From before we also have our CFG. Lets say these were the 4
instructions mentioned before that are between the IFEQ
and some offset. We add another pattern for loading the IFEQ
argument off the stack and get:
if (value) {
sum = Util.multiply(5, 3);
}
Now just to reiterate these code snippets are representations of IR. The IR models this behavior shown in the code snippets here, so we would have things like ConditionalIR
which takes a Expression
argument and has a body of Expression
. The model looks like:
if (Expression[Condition]) {
Expression[Body]
}
Which brings us to our last step.
4: Printing the IR model to text
By this step we have matched all the patterns we can. Our IR model is likely rather complex so that it can model all sorts of things like if
statements, else if
, switch
, for
, try {} catch(...) {}
, etc.
But with enough pattern work it's all there. Meaning its only a matter of printing these models into text. And that is incredibly easy work.
Here are some popular options:
- CFR
- FernFlower - And forks from the Minecraft modding community (ForgeFlower, Quilt)
- JADX
- Krakatau
- JD
- Procyon
If you're looking for a decompiler graphical user interface instead of a command line tool, JD and JADX come with independent applications. CFR, FernFlower, and Procyon are bundled in Recaf.
It is worth noting that some decompilers handle certain situations better than others. You can find a good paper going into detail on this in "The Strengths and Behavioral Quirks of Java Bytecode Decompilers" - DOI:10.1109/scam.2019.00019.
No.
It is true that compared to other languages Java decompilation is very accurate when its straight from javac
's output. But that's where it ends. While the results may be very promising in normal code once you introduce obfuscation things can get messy very fast. Not all decompilers are as lenient as others.

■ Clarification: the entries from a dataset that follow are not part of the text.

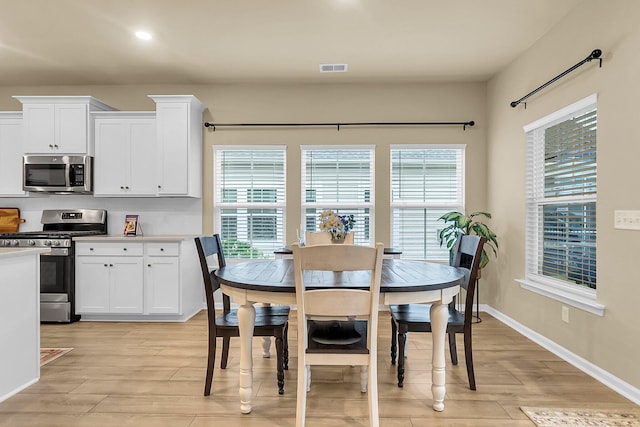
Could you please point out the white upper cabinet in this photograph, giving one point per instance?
(179, 135)
(11, 154)
(125, 162)
(59, 124)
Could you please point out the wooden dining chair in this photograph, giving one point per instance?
(270, 321)
(319, 306)
(416, 317)
(313, 238)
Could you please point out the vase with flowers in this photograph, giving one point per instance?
(336, 225)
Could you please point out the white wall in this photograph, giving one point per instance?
(157, 215)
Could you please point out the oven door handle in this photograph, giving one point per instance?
(57, 252)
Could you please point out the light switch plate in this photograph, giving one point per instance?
(626, 220)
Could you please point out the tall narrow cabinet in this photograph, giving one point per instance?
(179, 136)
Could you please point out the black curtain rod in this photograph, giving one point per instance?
(594, 55)
(337, 125)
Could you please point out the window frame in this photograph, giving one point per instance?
(219, 204)
(575, 295)
(458, 205)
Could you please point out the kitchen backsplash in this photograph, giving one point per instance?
(157, 216)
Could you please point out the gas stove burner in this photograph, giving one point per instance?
(59, 227)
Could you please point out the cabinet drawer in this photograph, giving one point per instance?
(162, 249)
(109, 249)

Some may try their best when encountering obfuscated code and give you something (albeit probably misleading in some capacity) while others may just outright refuse and print nothing.
Misleading decompilation can be the result of a bug in the decompiler software, lack of support for a new language feature, or in the worst case the inability to represent a bytecode-level concept as source code. There are some things that are valid in Java bytecode that do not have any equivalent representation in source code. In these cases the best thing a decompiler can do is warn you that it tried it's best but the output is still wrong.

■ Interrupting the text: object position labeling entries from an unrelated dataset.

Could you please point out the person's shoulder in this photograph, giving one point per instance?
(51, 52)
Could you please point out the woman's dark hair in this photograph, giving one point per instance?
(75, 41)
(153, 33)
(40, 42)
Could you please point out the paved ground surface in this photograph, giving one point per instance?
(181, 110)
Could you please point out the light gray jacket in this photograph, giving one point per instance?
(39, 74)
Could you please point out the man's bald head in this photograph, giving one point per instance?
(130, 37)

You will want to be able to read JVM bytecode in cases where the decompiler cannot output useful results. This may sound scary but it really isn't. The Java class file spec can be read in under an hour (Especially skimming over redundant information). Its a simple format and the instruction set is very small compared to something like x86. A few items may seem a bit scary at first but if you try compiling your own Java source code and comparing it against the resulting bytecode it should help you out if the wording of the specification is confusing.

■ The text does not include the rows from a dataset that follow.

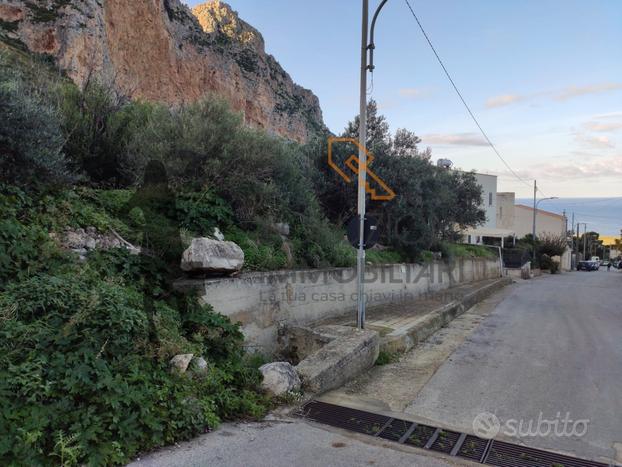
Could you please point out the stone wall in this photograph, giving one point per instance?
(263, 302)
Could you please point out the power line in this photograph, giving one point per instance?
(468, 108)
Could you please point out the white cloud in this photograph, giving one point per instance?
(506, 99)
(576, 91)
(606, 123)
(455, 139)
(602, 142)
(414, 93)
(559, 95)
(575, 169)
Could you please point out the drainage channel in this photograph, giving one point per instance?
(465, 446)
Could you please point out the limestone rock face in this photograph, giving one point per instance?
(279, 378)
(206, 255)
(160, 50)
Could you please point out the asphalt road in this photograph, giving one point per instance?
(551, 350)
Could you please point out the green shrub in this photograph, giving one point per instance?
(384, 257)
(77, 363)
(25, 246)
(200, 213)
(31, 138)
(260, 254)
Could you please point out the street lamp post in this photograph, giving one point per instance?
(535, 211)
(367, 47)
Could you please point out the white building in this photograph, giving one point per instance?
(489, 232)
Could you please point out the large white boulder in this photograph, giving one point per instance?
(279, 378)
(206, 255)
(180, 362)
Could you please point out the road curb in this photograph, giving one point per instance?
(403, 339)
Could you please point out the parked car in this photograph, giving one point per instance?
(588, 266)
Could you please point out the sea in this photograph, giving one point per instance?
(602, 215)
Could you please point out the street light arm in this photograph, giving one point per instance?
(372, 44)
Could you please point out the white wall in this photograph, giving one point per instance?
(505, 210)
(547, 223)
(489, 198)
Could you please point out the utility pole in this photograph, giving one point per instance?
(533, 232)
(367, 46)
(572, 233)
(360, 263)
(535, 211)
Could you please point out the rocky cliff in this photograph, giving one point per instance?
(161, 50)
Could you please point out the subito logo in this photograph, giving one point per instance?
(375, 186)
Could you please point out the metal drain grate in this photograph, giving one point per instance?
(511, 455)
(343, 417)
(490, 452)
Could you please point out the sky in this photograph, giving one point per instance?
(544, 78)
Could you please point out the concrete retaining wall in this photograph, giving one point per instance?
(263, 302)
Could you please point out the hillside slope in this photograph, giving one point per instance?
(160, 50)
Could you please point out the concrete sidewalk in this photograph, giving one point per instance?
(285, 443)
(403, 326)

If you are lucky the obfuscation can be dealt with by existing tools. But these tools may not always be up-to-date and in other cases you may encounter a new obfuscation technique not supported by these tools. This is where understanding bytecode is paramount. If you wish to clear up custom obfuscation you will need to be able to write your own transformers for their patterns. The good news is you don't have to start from scratch, you can fork an open-source tool like java-deobfuscator or threadtear and use one of their existing transformers as a base. Plus then you don't have to write any UI since it comes provided with the project.
- Anatomy of a Java Decompiler - Authors of CFR and Procyon, Lee Benfield and Mike Strobel talk about the anatomy of a decompiler in much greater detail than done here.
- SkidSuite - A collection of tools and articles pertaining to JVM reverse engineering. Contains dozens of obfuscated samples to look at as well.
- "Covert Java: Techniques for Decompiling, Patching, and Reverse Engineering" - An older book from 2004 meaning the referenced tools are outdated, but many of the concepts are still very relevant today.